Viktor Orban’s thumping victory earlier this month gave his Fidesz party two-thirds of seats in the country’s parliament.

But his right-wing political movement earned just under half of votes cast in the April 8 poll.

That means there is an 18% gap between the proportion of votes won and the share of parliamentary seats given.

Lithuania came second in our study, while Poland, Greece and Latvia also had gaps of more than 10%.

The Netherlands, Germany, Denmark and Malta had the closest alignment in the bloc between share of votes and seats.

Most of the EU uses proportional representation (PR), which awards seats according to what proportion of the vote each party won.

Each country’s fairness of election was measured by looking at the deviation from proportionality.

France and the UK use variations of the first-past-the-post system (FPTP), with the former doing it over two rounds if no-one gets a majority first time around.

The two countries at the top of our analysis — Hungary and Lithuania — both have a mixture of PR and FPTP

Orban and his Fidesz party introduced this hybrid system after reform ahead of Hungary’s previous election in 2014.

The changes included reducing the number of parliamentary seats from 386 to 199, which experts say has widened the gap between the ruling party and the opposition.

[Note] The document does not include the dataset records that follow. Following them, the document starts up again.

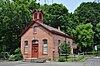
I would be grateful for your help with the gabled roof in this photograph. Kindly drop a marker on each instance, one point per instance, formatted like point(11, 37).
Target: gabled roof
point(49, 28)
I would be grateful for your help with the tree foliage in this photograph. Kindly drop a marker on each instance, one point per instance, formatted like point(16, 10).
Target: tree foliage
point(83, 36)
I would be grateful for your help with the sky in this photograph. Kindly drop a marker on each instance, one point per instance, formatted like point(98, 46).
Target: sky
point(71, 5)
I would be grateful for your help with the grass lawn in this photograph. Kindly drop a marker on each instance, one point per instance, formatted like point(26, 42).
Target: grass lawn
point(76, 58)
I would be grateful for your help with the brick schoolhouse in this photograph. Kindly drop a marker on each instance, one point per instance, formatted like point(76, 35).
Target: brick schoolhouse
point(39, 40)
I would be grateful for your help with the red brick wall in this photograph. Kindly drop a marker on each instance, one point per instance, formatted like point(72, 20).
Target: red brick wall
point(40, 35)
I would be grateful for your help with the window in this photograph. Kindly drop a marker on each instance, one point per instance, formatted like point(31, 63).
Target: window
point(45, 46)
point(26, 47)
point(58, 42)
point(35, 29)
point(68, 42)
point(40, 16)
point(35, 42)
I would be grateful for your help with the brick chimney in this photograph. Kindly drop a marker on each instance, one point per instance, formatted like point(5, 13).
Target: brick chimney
point(37, 16)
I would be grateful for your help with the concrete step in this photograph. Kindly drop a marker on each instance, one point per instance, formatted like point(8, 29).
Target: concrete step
point(35, 60)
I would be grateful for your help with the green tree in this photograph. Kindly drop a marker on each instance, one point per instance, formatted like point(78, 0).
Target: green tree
point(83, 36)
point(89, 12)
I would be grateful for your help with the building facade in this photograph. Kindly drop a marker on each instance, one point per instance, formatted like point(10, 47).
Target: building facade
point(39, 40)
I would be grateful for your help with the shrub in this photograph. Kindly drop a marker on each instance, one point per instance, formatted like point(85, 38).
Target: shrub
point(16, 56)
point(61, 59)
point(12, 57)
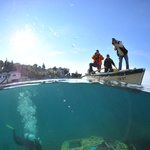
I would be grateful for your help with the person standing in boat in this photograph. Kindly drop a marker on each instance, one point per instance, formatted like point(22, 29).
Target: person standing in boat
point(108, 62)
point(97, 61)
point(122, 52)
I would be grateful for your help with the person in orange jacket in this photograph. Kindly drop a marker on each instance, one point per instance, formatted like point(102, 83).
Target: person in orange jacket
point(97, 61)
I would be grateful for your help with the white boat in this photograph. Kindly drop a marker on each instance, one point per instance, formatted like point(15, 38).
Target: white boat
point(132, 76)
point(9, 77)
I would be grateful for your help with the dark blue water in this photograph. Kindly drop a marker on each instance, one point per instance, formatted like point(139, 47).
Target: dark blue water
point(62, 111)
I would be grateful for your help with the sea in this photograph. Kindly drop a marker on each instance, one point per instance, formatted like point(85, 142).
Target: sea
point(60, 110)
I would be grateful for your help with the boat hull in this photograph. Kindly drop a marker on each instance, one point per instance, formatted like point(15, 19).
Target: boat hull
point(132, 76)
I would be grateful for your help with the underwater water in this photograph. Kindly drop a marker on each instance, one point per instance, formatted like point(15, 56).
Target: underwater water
point(60, 111)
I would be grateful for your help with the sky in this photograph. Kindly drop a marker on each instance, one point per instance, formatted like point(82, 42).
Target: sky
point(66, 33)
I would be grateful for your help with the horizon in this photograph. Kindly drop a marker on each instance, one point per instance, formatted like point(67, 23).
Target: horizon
point(66, 34)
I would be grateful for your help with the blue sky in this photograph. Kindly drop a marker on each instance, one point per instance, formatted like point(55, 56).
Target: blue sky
point(66, 33)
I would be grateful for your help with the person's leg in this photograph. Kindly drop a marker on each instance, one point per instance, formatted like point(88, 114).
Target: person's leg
point(127, 61)
point(120, 62)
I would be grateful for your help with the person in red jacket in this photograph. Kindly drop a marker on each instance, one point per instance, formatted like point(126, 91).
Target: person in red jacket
point(97, 61)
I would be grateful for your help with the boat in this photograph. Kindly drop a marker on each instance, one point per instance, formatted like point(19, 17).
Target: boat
point(9, 77)
point(129, 76)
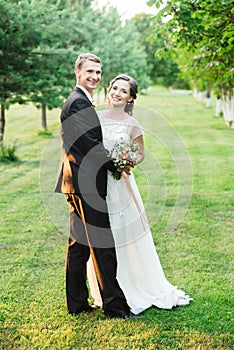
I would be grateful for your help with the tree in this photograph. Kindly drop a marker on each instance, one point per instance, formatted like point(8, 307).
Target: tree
point(163, 70)
point(17, 39)
point(119, 48)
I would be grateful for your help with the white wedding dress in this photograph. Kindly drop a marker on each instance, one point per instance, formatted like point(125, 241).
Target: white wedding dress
point(139, 272)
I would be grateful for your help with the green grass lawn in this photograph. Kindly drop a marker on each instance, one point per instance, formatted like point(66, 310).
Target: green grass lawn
point(193, 175)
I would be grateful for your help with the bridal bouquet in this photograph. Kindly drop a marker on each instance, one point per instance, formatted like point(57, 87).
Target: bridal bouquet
point(124, 155)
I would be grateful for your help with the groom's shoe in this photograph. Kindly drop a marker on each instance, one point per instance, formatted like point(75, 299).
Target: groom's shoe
point(87, 308)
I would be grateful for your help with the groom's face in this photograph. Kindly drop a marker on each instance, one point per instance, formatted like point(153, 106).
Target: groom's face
point(89, 75)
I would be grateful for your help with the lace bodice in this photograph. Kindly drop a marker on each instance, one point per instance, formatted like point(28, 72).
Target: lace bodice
point(114, 130)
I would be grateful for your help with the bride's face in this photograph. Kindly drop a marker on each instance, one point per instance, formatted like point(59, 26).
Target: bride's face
point(119, 93)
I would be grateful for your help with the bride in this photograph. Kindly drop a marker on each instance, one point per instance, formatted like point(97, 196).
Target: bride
point(139, 271)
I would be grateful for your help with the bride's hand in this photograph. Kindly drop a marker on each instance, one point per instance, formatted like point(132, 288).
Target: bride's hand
point(126, 170)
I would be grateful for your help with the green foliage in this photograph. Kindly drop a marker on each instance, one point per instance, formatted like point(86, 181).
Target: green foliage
point(197, 256)
point(162, 70)
point(206, 28)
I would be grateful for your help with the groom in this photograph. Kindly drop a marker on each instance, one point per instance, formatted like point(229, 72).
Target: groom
point(83, 179)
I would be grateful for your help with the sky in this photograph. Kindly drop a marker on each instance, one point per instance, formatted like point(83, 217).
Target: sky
point(128, 8)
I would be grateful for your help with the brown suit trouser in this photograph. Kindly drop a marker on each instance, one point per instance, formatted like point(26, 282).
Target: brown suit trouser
point(90, 233)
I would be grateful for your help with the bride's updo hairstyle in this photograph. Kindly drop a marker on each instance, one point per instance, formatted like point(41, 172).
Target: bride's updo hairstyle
point(133, 90)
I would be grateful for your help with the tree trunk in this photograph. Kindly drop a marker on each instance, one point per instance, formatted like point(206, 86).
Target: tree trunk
point(218, 109)
point(228, 105)
point(43, 117)
point(2, 122)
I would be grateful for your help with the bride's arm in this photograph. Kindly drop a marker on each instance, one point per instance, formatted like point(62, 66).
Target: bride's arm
point(141, 150)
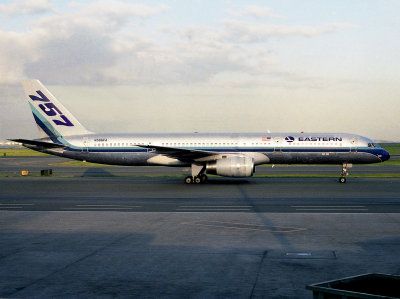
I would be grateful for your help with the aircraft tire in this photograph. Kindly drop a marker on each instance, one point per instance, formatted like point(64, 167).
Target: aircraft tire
point(204, 178)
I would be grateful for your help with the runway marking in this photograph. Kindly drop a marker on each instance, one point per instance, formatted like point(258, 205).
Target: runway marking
point(17, 204)
point(215, 206)
point(98, 208)
point(109, 206)
point(209, 209)
point(331, 209)
point(328, 206)
point(11, 208)
point(245, 226)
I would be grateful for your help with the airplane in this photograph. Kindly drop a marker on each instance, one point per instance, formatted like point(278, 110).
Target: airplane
point(223, 154)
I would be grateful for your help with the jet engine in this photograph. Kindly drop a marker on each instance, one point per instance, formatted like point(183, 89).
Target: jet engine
point(240, 166)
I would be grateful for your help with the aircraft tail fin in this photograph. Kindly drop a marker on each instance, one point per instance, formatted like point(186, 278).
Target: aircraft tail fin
point(53, 119)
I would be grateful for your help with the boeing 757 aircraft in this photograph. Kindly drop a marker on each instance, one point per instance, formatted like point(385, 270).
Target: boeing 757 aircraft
point(227, 154)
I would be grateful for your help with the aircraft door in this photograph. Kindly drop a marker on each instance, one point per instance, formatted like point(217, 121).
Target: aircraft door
point(278, 143)
point(85, 144)
point(353, 145)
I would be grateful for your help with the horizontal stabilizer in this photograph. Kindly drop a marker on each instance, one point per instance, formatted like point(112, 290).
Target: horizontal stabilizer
point(38, 143)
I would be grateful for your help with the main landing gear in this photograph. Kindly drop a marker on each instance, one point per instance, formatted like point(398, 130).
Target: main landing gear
point(200, 179)
point(198, 176)
point(342, 179)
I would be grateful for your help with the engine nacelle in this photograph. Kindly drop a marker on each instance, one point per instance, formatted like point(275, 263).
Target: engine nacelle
point(232, 167)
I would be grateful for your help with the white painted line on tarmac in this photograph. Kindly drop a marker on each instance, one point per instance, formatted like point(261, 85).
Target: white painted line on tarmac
point(210, 209)
point(17, 204)
point(108, 206)
point(215, 206)
point(98, 208)
point(11, 207)
point(319, 209)
point(328, 206)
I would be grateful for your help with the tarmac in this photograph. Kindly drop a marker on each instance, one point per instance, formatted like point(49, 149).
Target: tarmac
point(155, 237)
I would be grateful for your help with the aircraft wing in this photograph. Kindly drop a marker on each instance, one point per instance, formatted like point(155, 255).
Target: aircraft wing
point(184, 154)
point(38, 143)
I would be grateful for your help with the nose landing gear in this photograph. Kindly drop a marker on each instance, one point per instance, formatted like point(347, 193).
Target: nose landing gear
point(198, 176)
point(200, 179)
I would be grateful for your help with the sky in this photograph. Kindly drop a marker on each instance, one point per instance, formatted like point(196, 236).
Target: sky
point(205, 66)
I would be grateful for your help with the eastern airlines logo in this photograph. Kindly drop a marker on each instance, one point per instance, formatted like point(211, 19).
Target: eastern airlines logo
point(289, 139)
point(51, 110)
point(292, 139)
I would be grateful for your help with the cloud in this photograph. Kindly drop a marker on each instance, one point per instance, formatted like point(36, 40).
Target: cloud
point(118, 9)
point(26, 7)
point(248, 32)
point(103, 42)
point(256, 12)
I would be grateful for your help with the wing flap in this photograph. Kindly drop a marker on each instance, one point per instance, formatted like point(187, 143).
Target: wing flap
point(184, 154)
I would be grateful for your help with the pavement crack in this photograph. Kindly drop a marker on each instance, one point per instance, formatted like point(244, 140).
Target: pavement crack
point(19, 289)
point(264, 255)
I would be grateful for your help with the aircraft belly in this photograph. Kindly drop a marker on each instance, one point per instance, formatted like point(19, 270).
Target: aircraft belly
point(128, 159)
point(322, 158)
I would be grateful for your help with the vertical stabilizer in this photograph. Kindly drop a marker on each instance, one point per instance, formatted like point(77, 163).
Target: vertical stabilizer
point(52, 118)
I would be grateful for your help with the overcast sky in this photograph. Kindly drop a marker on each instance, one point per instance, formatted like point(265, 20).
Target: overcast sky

It comes after tens of thousands of Hungarians protested in Budapest at the weekend over Orban’s election victory.

They are upset his campaign allegedly concentrated too much on “hate” and say the electoral system in Hungary is unfair.

In their Facebook post, the rally’s organisers said: “Fidesz’s election system and the government’s hate campaign have pushed the majority into a one-third (parliamentary) minority.”

In the election campaign Orban projected himself as the defender of Hungary’s Christian culture against Muslim migration into Europe, an image which resonated with millions of voters, especially in rural areas.

But the opposition’s poor showing was at least partly of its own making as rival candidates split the anti-government vote in five districts in Budapest, where preliminary results showed a slim Fidesz victory.